In January 2011, the National Transportation Safety Board (NTSB) issued seven safety recommendations in connection with its investigation into the cause of the San Bruno incident. According to the NTSB, these safety recommendations “were issued to address record-keeping problems that could create conditions in which a pipeline is operated at a higher pressure than the pipe was built to withstand.” In response to a request from the CPUC, each of the Sempra Utilities reviewed its pipeline facilities located or operating in populated or high consequence areas, as defined by the NTSB, to identify those segments that have not had the maximum allowable operating pressure (MAOP) established through prior hydrostatic testing.

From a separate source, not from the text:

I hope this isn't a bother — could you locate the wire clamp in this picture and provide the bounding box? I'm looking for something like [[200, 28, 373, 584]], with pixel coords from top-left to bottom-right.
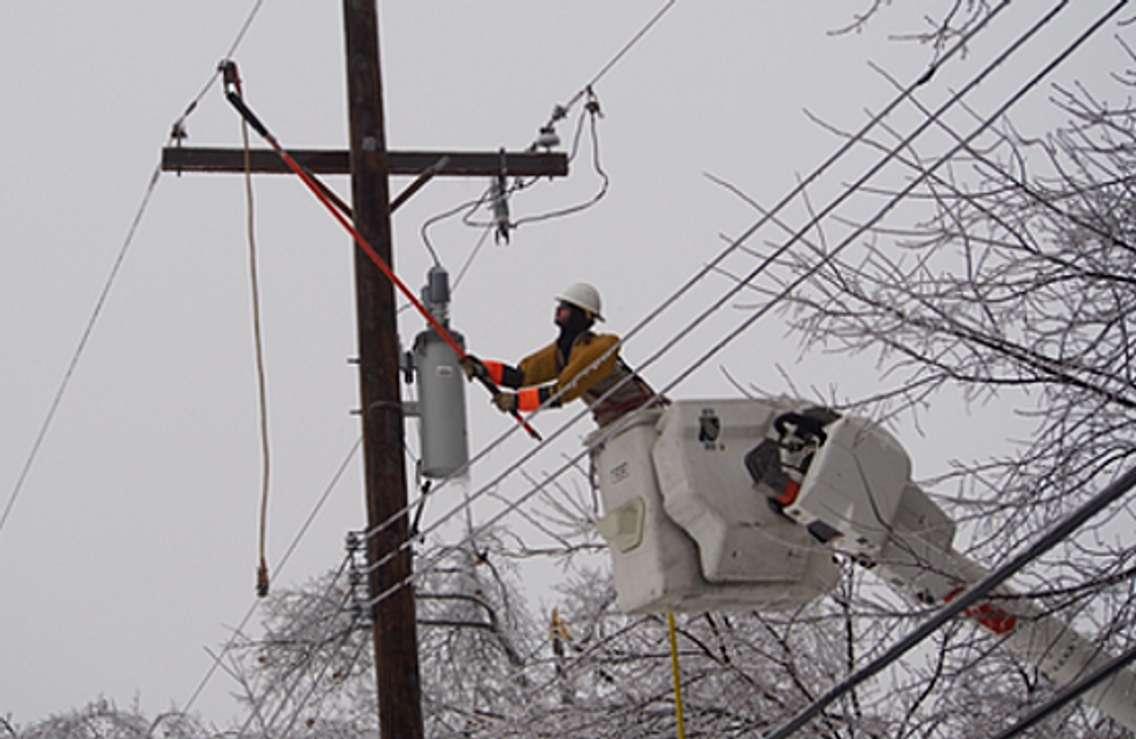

Federal and state regulations allow natural gas pipelines installed prior to July 1, 1970 to establish MAOPs through prior operating history rather than through a strength test, but strength tests are required on natural gas pipelines installed subsequent to June 30, 1970 as an element in establishing MAOPs.

In response to the CPUC's request, the Sempra Utilities conducted a detailed review of 1,622 miles of pipelines (1,416 miles for SoCalGas and 206 miles for SDG&E) installed in the subject class locations, and on April 15, 2011, the Sempra Utilities submitted a report to the CPUC on the results of their review and the actions they are taking in response to the NTSB recommendations.

The Sempra Utilities' records review process did not reveal any significant concerns with the currently established MAOP for their pipelines, and the Sempra Utilities intend to continue to operate their pipelines in a safe and prudent manner.

AIR QUALITY AND GREENHOUSE GAS REGULATION

The California Legislature enacted Assembly Bill 32 (AB 32) and California Senate Bill 1368 in 2006. These laws mandate, among other things, reductions in greenhouse gas (GHG) emissions and the payment of GHG administration fees annually. The California Air Resources Board (CARB), the agency responsible for establishing the compliance rules and regulations for the regulation of GHG under AB 32, has adopted a number of regulations pursuant to AB 32, including CARB's GHG administration fees regulation and its greenhouse gas emissions trading regulation. On October 20, 2011, the CARB finalized details of the cap and trade regulation authorized by AB 32.